Au moins huit prisonniers ont été tués et plus de 50 blessés à la suite d’une mutinerie déclenchée par les détenus en lien avec la COVID-19 et la surpopulation carcérale au complexe pénitentiaire de Mahara, dans la province de l’Ouest.

« À très court terme, il faut une enquête approfondie et impartiale sur ces événements et sur le recours à la force meurtrière par les autorités carcérales, notamment les tirs à balles réelles, » a déclaré David Griffiths, directeur du bureau du secrétaire général à Amnesty International.

« L’enquête doit aussi prendre en compte les causes profondes. La mutinerie du 29 novembre reflète la détresse des prisonniers face à la menace de la COVID-19 dans des prisons très surpeuplées et face aux mesures inadéquates mises en place pour les protéger. Force est de constater que le nombre de prisonniers testés positifs au COVID-19 à travers le pays est en hausse.

« Les autorités sri-lankaises doivent remplir leur engagement et libérer des centaines de détenus afin de diminuer la surpopulation et d’améliorer les conditions carcérales. Si elles ne le font pas, il est probable qu’il y aura un nombre accru d’infections, et il faut s’attendre à de nouveaux troubles parmi les détenus et à de nouvelles violences. »

Amnesty International demande aux autorités sri-lankaises de libérer immédiatement et sans condition tous les prisonniers détenus uniquement parce qu’ils ont exercé pacifiquement leurs droits humains et, en vue de désengorger les prisons afin de réduire le risque de propagation du COVID-19, d’envisager toutes les alternatives à la détention, comme la libération conditionnelle ou anticipée, particulièrement pour les détenus qui ne représentent pas de véritable menace pour la population. Les autorités doivent veiller à ce que les détenus reçoivent des soins médicaux de même qualité que ceux disponibles au sein de la société, y compris lorsqu’il s’agit de tester, prévenir et traiter la COVID-19.

« Les autorités sri-lankaises doivent remplir leur engagement et libérer des centaines de détenus afin de diminuer la surpopulation et d’améliorer les conditions carcérales.
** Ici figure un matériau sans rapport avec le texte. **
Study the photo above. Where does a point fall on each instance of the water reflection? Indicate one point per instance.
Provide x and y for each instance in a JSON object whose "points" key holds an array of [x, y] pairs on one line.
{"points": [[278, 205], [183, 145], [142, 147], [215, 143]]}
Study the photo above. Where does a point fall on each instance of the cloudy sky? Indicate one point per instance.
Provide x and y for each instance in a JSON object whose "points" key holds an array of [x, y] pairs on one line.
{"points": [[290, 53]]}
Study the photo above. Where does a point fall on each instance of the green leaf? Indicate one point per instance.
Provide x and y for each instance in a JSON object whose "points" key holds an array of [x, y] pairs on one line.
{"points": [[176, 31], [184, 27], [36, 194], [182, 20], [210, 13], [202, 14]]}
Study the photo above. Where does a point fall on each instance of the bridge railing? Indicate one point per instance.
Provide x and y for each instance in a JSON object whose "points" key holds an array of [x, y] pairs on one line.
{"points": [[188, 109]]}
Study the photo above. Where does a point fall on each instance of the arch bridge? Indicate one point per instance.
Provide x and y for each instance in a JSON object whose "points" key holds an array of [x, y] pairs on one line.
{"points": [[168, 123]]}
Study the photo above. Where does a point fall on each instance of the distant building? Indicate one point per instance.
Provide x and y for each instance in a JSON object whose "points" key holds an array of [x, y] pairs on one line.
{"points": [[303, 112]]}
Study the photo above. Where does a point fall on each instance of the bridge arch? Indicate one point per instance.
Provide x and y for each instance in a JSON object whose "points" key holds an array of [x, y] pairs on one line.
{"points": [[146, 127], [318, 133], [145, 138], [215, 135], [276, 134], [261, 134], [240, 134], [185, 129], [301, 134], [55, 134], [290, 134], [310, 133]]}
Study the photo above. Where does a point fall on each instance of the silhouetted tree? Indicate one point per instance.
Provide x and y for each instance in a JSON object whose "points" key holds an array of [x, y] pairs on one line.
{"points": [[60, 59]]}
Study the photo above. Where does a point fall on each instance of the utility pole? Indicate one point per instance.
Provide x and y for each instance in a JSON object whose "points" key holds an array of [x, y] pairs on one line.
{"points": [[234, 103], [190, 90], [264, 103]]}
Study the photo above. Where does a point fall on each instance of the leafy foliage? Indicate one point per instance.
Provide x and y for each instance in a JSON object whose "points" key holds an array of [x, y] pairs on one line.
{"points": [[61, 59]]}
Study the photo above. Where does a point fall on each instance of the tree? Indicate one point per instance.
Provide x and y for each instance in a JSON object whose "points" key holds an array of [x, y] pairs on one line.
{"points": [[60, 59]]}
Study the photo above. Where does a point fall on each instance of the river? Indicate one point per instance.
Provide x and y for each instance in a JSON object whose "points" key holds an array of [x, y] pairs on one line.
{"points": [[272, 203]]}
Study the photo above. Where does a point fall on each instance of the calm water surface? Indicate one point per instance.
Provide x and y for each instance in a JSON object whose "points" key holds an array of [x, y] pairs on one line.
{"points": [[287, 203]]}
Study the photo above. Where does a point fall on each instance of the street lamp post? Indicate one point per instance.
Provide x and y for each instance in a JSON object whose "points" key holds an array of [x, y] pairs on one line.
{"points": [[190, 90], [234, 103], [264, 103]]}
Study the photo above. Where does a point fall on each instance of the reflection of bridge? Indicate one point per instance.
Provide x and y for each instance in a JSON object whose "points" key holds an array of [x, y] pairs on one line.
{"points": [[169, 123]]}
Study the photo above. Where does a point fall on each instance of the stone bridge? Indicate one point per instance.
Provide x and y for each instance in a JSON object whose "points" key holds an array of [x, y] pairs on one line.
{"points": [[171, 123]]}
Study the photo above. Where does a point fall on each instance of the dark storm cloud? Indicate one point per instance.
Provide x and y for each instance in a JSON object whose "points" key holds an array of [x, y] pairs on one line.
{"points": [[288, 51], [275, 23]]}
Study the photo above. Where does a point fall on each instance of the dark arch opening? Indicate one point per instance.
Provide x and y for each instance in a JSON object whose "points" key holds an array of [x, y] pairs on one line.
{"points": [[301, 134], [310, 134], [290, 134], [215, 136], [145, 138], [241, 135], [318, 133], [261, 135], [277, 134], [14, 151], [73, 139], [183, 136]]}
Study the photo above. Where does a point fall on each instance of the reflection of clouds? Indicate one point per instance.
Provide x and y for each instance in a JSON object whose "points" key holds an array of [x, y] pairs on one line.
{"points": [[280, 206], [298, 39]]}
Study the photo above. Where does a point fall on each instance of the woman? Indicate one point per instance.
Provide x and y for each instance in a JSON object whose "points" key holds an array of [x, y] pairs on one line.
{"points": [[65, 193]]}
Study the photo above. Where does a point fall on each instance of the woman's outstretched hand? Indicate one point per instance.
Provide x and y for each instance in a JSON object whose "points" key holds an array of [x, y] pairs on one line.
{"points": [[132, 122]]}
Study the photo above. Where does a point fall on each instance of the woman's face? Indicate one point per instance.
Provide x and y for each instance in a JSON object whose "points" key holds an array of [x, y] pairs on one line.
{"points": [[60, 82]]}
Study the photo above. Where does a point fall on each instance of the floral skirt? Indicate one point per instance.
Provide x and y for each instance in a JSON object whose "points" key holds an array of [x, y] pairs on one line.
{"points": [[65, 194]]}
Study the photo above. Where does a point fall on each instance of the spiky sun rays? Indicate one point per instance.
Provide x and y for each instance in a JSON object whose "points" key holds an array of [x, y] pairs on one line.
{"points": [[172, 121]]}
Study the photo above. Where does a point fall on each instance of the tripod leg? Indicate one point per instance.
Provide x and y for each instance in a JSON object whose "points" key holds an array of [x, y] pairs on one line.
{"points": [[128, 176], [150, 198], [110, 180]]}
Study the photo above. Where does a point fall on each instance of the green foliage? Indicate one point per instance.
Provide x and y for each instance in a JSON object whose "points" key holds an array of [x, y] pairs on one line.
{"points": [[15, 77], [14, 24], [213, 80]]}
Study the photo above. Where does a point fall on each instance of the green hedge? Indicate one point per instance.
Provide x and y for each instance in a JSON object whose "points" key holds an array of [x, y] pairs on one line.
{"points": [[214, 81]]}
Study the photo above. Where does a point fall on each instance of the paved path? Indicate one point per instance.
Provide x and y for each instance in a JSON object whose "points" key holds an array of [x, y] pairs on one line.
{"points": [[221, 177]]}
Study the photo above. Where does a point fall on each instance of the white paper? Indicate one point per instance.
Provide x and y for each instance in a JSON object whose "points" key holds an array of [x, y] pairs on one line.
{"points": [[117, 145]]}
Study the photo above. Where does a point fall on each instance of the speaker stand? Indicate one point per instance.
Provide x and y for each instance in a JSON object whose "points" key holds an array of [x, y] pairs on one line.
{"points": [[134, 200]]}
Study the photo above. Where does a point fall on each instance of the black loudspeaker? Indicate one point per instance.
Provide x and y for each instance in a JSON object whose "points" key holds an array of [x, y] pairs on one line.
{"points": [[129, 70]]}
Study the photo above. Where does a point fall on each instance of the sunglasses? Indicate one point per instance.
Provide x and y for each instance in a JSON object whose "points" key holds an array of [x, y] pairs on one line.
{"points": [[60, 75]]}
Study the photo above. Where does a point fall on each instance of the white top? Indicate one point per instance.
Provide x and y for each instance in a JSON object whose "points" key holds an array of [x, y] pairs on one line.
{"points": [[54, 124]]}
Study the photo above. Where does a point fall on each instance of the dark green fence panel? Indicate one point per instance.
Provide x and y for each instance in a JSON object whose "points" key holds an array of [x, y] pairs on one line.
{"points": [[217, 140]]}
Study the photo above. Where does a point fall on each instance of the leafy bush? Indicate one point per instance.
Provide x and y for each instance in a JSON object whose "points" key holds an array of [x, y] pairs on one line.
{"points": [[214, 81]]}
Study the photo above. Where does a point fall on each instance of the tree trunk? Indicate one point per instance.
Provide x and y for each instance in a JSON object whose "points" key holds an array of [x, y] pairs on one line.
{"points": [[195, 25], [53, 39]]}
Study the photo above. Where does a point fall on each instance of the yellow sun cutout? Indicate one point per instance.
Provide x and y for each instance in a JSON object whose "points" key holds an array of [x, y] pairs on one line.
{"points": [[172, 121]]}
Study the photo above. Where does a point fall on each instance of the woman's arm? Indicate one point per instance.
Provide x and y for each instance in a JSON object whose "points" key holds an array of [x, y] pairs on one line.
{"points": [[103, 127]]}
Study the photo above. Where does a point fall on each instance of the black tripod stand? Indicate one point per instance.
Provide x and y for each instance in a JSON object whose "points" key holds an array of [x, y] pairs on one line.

Si elles ne le font pas, il est probable qu’il y aura un nombre accru d’infections, et il faut s’attendre à de nouveaux troubles parmi les détenus et à de nouvelles violences. »

En outre, les détenus doivent pouvoir communiquer avec leur famille, d’autant que les visites ont été restreintes en raison de la pandémie, et il faut permettre à des observateurs indépendants de surveiller leur situation.

Lors des évènements au complexe pénitentiaire de Mahara, la force meurtrière a été utilisée pour la troisième fois cette année contre des détenus au Sri Lanka depuis que l’épidémie de COVID-19 s’est répandue dans le pays. En mars, deux prisonniers ont été tués et plusieurs blessés à la prison d’Anuradhapura, dans la province du Centre-Nord, à la suite d’une contestation liée au COVID-19. Le 18 novembre, un prisonnier a été abattu alors qu’il tentait de s’évader de la prison de Bogambara, dans la province du Centre, où plus de 100 prisonniers avaient été testés positifs au COVID-19.

Les autorités carcérales doivent faire en sorte que la force illégale et excessive ne soit plus utilisée contre les prisonniers qui se révoltent contre leurs conditions de détention durant l’épidémie de COVID-19 et veiller à ce que la force ne soit employée que lorsqu’elle est strictement nécessaire et proportionnée à un but légitime.